Arab American University – Palestine
Policy and Conflict Resolution Studies Center
2020 Annual Conference
The Age of Populism
Dates of the Conference: June 14-15
We the people…
The spirit of the constitution of the United States of America that is exemplified by the three words mentioned above sums up the essence of the modern age. The populous in the modern age are no longer perceived as subjects that are ruled by the sovereign but as agents who are governed by an elected legitimate authority that is there to represent the needs of the “majority” of the citizens of the modern state.
From that moment onwards, the collective which comes in different shapes and forms has been empirically studied through different lenses and was acknowledged as a force that has the capacity to influence the political environment.
Already in 1895 Gustave Le Bon wrote his book “the Crowd: A study of the popular Mind” which is a study on the social psychology of the crowd in which he asserts that this new modern era is “the era of the crowd.” In his book, Le Bon warns from the crowd’s actions and argues that individuals lose their cultivated and rational reasoning and act like barbarians.
On a similar note, in his seminal work “Democracy in America” Alexis de Tocqueville cautions about the “Tyranny of the Majority” and the threat that the majority might cause to the democratic nature of the state if they utilize their votes to disenfranchise and discriminate against minority groups. What can be perceived as a flow in the democratic system is illuminated in the works of Carl Schmitt (2004) who acknowledges the perplexity in a system that allows 51% (the majority) to determine the fate of the other 49% of the population
Today, with the rise of popular sentiments not only in the “developing” world but also in the “West” has prompted scholars to revisit the concept of populism in the aim of developing a theoretical framework to understand the “populous” as a sociological concept. How can we distinguish, or should we distinguish between a popular movement that aspires to breakdown from the shackles of authoritarianism and bondage and a movement that is inspired by authoritarian and exclusionary sentiments?
In the developing countries, popular movements as witnessed in the Arab Spring seek to overthrow the governing regimes; regimes that are perceived by its citizens as outdated, authoritarian and undemocratic. The crowd in this case act in opposition to the ruling party and as a result the price they pay for dissent has been in many instances costly.

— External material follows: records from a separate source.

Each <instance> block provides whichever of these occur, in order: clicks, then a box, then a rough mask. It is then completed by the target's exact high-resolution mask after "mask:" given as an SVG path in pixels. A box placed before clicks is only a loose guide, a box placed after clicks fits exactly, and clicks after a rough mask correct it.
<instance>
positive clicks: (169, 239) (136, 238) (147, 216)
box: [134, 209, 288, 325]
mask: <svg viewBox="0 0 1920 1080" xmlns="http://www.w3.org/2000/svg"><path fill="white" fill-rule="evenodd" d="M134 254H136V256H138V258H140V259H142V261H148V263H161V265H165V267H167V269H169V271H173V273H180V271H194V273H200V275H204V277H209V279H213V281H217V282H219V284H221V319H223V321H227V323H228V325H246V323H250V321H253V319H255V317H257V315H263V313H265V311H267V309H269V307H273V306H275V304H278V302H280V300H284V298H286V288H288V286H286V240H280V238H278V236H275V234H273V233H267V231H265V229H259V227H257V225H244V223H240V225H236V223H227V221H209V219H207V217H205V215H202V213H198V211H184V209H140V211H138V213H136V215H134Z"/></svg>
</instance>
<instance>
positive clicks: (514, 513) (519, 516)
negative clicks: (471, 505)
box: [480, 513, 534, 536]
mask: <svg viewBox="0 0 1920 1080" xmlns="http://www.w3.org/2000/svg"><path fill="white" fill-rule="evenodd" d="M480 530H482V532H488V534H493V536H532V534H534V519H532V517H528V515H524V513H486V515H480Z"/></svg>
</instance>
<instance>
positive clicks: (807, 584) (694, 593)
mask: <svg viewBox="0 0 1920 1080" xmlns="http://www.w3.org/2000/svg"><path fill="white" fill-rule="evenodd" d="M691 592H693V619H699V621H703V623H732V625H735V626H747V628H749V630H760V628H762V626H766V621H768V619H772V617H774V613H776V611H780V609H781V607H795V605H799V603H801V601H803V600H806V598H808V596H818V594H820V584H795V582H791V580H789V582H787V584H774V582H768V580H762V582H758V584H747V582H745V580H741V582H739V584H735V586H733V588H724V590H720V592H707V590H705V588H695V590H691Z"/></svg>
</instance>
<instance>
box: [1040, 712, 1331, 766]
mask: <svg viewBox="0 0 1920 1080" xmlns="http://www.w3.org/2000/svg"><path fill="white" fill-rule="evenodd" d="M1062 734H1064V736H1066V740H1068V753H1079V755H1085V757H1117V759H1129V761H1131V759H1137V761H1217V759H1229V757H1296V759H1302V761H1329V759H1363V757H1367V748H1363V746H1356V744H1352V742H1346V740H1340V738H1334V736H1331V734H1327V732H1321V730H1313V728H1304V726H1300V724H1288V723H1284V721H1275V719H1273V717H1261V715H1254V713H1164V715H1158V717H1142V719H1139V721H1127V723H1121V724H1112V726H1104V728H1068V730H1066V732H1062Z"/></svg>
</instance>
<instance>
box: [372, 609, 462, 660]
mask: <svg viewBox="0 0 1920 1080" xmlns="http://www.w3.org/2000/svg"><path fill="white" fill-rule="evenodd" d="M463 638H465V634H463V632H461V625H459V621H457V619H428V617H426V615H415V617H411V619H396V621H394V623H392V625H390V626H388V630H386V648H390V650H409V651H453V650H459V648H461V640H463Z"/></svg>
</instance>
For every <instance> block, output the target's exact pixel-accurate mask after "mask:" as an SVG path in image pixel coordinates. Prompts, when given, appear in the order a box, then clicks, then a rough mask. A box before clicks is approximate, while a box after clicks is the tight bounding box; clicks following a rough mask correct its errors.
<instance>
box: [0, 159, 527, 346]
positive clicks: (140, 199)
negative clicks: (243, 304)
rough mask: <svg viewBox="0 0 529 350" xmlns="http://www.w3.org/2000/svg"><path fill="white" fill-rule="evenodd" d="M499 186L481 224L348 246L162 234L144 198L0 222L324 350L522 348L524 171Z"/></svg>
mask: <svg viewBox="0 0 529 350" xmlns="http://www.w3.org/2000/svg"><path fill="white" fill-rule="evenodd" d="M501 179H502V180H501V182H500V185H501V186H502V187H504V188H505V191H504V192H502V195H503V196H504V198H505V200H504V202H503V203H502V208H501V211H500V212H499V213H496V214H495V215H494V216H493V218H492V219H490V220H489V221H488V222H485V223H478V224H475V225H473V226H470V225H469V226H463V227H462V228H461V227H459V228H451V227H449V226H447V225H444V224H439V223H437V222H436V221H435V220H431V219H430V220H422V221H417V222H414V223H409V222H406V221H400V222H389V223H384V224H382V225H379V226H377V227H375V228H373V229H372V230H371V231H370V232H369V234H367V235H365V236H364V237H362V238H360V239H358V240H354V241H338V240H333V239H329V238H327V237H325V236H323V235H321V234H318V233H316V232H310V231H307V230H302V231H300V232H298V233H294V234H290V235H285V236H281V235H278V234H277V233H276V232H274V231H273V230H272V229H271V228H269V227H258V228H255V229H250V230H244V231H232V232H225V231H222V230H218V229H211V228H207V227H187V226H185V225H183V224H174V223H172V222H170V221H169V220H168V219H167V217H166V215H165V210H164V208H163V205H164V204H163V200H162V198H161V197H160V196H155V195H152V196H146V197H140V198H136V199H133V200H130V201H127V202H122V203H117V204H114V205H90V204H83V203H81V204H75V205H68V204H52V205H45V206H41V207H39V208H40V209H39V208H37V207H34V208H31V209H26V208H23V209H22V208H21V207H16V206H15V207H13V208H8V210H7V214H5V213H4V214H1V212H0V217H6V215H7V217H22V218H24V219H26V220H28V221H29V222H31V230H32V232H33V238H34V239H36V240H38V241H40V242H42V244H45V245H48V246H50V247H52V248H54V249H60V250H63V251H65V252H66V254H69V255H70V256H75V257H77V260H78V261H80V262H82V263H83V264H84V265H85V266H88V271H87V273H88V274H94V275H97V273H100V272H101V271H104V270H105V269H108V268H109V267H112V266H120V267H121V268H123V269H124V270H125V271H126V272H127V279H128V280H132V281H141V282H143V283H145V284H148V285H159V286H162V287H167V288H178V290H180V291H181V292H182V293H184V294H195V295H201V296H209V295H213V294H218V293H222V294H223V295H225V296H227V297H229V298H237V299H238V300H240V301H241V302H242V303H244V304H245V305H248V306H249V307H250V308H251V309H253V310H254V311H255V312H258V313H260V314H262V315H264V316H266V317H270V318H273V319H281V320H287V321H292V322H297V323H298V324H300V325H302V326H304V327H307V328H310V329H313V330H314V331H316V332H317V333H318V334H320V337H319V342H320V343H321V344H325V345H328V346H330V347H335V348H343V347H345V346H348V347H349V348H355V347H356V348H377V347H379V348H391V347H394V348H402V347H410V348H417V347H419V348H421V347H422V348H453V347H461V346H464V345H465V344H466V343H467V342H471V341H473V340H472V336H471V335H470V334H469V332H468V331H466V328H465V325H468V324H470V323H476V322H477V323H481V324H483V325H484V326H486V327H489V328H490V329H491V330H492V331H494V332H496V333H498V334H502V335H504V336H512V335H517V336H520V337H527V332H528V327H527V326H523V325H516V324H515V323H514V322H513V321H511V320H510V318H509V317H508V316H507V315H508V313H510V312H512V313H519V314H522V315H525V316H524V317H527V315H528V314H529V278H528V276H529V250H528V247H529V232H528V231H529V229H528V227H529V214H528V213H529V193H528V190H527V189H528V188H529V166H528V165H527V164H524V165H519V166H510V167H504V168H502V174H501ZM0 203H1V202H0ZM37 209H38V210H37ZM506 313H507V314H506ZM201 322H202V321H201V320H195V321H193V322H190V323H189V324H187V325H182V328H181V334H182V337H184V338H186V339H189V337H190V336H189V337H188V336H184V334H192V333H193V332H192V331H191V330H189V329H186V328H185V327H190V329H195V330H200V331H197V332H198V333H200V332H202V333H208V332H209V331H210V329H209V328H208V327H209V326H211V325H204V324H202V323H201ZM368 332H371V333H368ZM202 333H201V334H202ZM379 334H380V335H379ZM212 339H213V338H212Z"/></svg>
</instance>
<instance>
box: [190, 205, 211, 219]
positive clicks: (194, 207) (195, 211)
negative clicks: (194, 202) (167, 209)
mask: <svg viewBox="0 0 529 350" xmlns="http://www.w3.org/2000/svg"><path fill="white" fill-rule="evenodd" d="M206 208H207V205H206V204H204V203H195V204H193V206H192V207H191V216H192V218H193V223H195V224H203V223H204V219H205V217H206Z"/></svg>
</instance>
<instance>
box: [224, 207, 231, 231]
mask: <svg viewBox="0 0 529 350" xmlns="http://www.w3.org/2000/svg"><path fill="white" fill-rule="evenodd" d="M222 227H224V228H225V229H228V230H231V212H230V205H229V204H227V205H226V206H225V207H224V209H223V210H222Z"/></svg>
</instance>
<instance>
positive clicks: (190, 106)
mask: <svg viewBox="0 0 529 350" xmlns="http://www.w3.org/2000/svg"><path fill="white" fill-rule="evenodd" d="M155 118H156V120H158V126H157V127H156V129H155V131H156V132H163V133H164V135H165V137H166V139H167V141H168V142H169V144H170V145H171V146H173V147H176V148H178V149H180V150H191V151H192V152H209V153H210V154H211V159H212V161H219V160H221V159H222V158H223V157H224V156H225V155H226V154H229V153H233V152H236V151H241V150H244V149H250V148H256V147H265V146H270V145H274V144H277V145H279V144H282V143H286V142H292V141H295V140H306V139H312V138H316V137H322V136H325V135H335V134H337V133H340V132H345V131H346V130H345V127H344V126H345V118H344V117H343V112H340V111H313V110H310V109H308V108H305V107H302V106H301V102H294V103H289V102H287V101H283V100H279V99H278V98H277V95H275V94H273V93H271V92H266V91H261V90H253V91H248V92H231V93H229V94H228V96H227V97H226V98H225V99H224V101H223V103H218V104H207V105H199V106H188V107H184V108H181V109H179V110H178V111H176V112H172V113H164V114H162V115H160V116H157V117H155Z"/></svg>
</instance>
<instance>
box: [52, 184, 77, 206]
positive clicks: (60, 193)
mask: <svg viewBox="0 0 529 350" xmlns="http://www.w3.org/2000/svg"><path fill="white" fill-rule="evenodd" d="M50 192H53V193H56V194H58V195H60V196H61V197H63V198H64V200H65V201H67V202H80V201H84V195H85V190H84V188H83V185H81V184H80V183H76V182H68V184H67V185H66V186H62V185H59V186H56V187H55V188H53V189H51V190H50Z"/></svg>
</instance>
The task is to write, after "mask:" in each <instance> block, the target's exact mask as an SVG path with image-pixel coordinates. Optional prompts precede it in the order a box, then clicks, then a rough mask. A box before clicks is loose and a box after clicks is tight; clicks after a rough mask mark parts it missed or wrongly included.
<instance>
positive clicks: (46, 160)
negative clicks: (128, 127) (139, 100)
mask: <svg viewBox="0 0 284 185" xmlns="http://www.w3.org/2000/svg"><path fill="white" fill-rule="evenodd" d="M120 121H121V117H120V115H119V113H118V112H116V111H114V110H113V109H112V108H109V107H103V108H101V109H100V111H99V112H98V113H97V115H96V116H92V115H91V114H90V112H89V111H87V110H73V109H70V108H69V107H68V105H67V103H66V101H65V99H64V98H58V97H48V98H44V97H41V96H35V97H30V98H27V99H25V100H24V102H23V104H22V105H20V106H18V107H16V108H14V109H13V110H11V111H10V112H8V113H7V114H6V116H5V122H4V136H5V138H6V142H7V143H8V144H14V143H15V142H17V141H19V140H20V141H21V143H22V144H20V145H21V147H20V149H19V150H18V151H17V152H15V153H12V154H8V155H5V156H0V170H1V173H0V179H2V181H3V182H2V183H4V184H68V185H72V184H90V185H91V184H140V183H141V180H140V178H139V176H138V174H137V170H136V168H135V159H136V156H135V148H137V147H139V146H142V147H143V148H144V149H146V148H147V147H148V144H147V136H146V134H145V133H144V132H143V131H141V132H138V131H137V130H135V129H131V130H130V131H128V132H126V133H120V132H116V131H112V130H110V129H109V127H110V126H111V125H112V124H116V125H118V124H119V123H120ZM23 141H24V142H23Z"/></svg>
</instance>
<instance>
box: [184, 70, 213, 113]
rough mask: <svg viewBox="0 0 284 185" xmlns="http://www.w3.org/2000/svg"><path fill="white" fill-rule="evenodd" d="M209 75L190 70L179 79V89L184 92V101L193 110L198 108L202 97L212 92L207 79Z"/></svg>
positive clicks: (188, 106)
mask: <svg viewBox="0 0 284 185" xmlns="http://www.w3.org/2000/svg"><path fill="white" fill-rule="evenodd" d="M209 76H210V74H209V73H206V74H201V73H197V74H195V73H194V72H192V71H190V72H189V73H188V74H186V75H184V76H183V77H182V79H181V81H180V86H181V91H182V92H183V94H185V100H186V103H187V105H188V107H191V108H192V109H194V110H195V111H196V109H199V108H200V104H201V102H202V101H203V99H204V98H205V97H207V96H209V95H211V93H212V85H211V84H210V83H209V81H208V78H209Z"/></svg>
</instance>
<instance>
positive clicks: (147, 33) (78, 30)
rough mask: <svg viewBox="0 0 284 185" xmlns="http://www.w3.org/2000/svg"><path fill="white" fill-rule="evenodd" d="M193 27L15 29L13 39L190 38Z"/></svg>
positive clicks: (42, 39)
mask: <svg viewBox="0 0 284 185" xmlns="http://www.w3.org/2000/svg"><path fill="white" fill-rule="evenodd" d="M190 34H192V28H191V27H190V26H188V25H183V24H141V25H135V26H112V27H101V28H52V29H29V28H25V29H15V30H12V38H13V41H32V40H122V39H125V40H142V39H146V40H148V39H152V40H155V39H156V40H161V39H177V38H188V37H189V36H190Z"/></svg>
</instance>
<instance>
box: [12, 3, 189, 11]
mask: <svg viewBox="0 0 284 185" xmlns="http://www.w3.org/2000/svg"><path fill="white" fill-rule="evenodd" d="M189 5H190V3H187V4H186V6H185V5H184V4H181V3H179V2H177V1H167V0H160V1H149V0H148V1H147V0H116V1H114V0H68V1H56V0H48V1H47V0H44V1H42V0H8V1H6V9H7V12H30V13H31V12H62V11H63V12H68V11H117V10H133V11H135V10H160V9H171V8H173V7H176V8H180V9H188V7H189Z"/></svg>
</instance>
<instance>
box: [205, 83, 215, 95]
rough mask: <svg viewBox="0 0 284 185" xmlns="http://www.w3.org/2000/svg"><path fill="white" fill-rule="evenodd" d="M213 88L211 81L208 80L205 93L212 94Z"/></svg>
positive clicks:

The new and emerging popular movements in the West on the other hand have sprouted as a result of emerging popular leaders who capitalize on irrational impulses which builds on fear from the other, exclusion and racism. In this case, those racist sentiments which are found in every society are encouraged and supported by a leader or a prospective leader who feeds ‘the mob’ with such emotions. As a result, the West has witnessed an upsurge in populist leaders who are supported and empowered by their popular base.
This tendency to withdraw from the global community and to eye the other with suspicion and contempt should be investigated in light of an era of globalization which is driven by a global market economy that is extenuating the economic discrepancy between the rich and poor. Instead of reevaluating the liberal capitalist system that rules the world, the populous sentiment seeks to blame an “other” for the deterioration of the living standards in the world at large.
With those developments in mind, the annual conference at the AAUP Policy & Conflict resolution Studies Center is an attempt to contextualize the concept of “populism” in today’s developments.
We invite scholars to engage, theorize and contextualize the different ways to understand “populism” as a concept of analysis. We also urge scholars to reexamine the term itself and evaluate whether the use of the term should be revisited.
The conference will be held at the Arab American University – Ramallah Campus on June 14-15, the topics include but are not limited to the themes below:
I. What is Populism: Definitions of the Concept
The genealogy of the term and how it developed in the Social sciences throughout time. The different meanings it holds, misconceptions and the consolidation of the term
II. Populism & Globalization
In an era of Globalization, the world is witnessing a resurgence of traditional and tribal affiliations that build on exclusion and fear of the other. Many scholars have attributed this populist resurgence as a direct response to globalization.
III. Populism & Religion
Many scholars have acknowledged the power that religion has in steering the sentiments of the people. Religion as a transcendental medium holds a spiritual authority that can be abused and manipulated to rally the populous behind a certain cause.
IV. Populism & Authority
what is the role of an authoritative figure or a “charismatic leader” in legitimizing populous sentiments and in turn empowering a populist discourse that aims to exclude, discriminate and divide?
V. Populism & the Media
In an era of globalization, certain sentiments can become contagious and may travel from one place to the other.
VI. Populism & Capitalism
The global economic system thrives on the maintenance of inequality which results in benefiting a few at the expense of the larger global majority. The frustration from the economic system has been wrongly channeled against an “other;” either an internal or external other, who is perceived by populist discourses as the main threat to the rights of “legitimate” citizens who in turn have been recruited to rise against minority groups found in those nations.